The senior lawyer issued a statement in response to the comments made by the BCI about his recent speech at the American Bar Association (ABA) India Conference 2023 held in New Delhi.
“It is rather unfortunate that my speech was taken completely out of context and has been misquoted in the media and on that basis the BCI has made certain comments. I wish somebody had duly heard my speech and seen its YouTube link (attached at the end of this statement) before making these unjustified comments,” Singhvi said.
He said his speech was on legal education and not at all on any aspect of the legal profession, both of which are regulated by the BCI.
“At no point of time in my speech, had I questioned or challenged the powers and jurisdiction of the BCI in relation to regulating legal education and legal profession,” he said.
According to some media reports, the BCI has assailed Singhvi’s reported statement and termed it baseless.
In his statement, Singhvi said, in the 20-minute speech that he delivered as a special address, he had focused on the broader challenges of legal education confronting India and how it can be addressed effectively.
He said he had devoted much of the speech on the specific reform initiatives that can be undertaken towards addressing the challenges of legal education.
“Whatever I have said in this regard resonates with the speeches and observations by the Chairman of the BCI and the Union Law Minister on many past occasions, including a recent statement in which an effort is being made by the BCI to revisit the functioning of nearly 500 law schools with a view to addressing mediocrity in legal education and promoting excellence in our law schools,” he said.
“As a senior member of the Bar, I fully recognise and appreciate the statutory powers, duties, responsibilities and obligations of the Bar Council of India to regulate legal education and legal profession. I had no intention, nor was it my view to question these well-established powers of the BCI as a statutory regulator nor did I factually do so,” Singhvi said.
Singhvi said while the entire speech of 20 minutes had examined the role of institutional reforms in legal education, “towards the end of my speech, for merely 90 seconds, I made a reference to the reforms that can be initiated by the BCI itself in relation to the regulation of legal education.”
He said he had made a suggestion that an empowered, broad-based, separate committee of academicians, chief justices, eminent lawyers should be set up or an independent and autonomous national council for legal education and research, generally created by or under the auspices of the BCI for reimagining legal education.
“The most important part of this suggestion that seems to have been missed completely is that it clearly and unequivocally makes the point of this reform under the ambit of the BCI,” Singhvi said.

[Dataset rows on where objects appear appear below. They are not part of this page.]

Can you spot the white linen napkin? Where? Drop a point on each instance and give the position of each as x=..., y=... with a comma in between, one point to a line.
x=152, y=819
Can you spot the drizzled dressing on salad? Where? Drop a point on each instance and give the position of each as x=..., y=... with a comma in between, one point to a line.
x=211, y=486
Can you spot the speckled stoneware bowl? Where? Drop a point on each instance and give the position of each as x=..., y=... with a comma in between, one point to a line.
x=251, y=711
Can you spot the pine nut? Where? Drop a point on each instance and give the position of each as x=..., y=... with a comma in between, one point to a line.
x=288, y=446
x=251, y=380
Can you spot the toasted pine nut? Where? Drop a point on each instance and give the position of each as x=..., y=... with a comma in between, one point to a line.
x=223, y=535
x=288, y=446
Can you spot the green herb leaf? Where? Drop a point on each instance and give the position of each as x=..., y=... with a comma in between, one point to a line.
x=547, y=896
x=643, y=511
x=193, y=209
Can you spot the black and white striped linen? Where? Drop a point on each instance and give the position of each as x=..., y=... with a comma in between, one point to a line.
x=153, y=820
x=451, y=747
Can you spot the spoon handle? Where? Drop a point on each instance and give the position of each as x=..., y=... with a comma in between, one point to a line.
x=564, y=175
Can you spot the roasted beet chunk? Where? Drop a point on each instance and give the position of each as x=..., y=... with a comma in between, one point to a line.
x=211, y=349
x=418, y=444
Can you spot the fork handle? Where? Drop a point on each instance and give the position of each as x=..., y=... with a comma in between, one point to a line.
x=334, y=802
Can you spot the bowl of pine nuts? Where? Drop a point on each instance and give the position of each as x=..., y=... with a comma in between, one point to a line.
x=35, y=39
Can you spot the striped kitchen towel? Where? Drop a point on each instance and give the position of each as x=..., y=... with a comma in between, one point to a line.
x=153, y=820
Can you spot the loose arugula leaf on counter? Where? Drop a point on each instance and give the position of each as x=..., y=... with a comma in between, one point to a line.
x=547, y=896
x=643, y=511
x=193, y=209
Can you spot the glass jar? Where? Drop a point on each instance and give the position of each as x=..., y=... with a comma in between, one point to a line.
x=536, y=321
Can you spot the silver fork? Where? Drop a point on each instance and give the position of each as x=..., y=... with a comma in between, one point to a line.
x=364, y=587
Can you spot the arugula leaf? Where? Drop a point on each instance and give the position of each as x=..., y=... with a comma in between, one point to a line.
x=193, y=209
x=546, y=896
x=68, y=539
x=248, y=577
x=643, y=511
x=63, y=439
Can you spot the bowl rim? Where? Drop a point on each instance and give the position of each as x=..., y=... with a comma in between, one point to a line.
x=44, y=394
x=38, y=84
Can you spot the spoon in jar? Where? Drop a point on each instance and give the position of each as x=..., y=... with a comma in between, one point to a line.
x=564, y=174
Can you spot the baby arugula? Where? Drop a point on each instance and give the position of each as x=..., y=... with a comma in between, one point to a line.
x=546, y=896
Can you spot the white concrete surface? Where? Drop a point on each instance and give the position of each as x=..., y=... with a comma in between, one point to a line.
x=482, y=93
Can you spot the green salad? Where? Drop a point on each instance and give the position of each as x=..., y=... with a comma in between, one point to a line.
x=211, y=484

The senior advocate said he is indeed cognisant of the fact that BCI will have to lead the reforms relating to legal education and it is only appropriate that they are made responsible for the reforms.
“My concern in this speech and more generally in relation to legal education is as to how we can contribute to the development of a sound legal education ecosystem in India that will ultimately strengthen the quality of the Bar and the Bench – a purpose and vision that is very much in line with the vision of the Bar Council of India itself,” he said.
“Whatever observations that have been purportedly attributed to me (including the fundamentally erroneous and non-existent notion that I suggested that “BCI should be out of regulation of legal education and/or of the legal profession”) in the media are patently false and inaccurate,” Singhvi said.
On March 3, Chief Justice of India (CJI) D Y Chandrachud had said truth has become a “victim” in the age of false news and with the spread of social media, something which is said as a seed germinates into virtually a whole theory that can never be tested on the anvil of rationale science.
Justice Chandrachud was speaking at the American Bar Association India Conference 2023 here on the theme ‘Law in the age of Glocalisation: Convergence of India and the West’.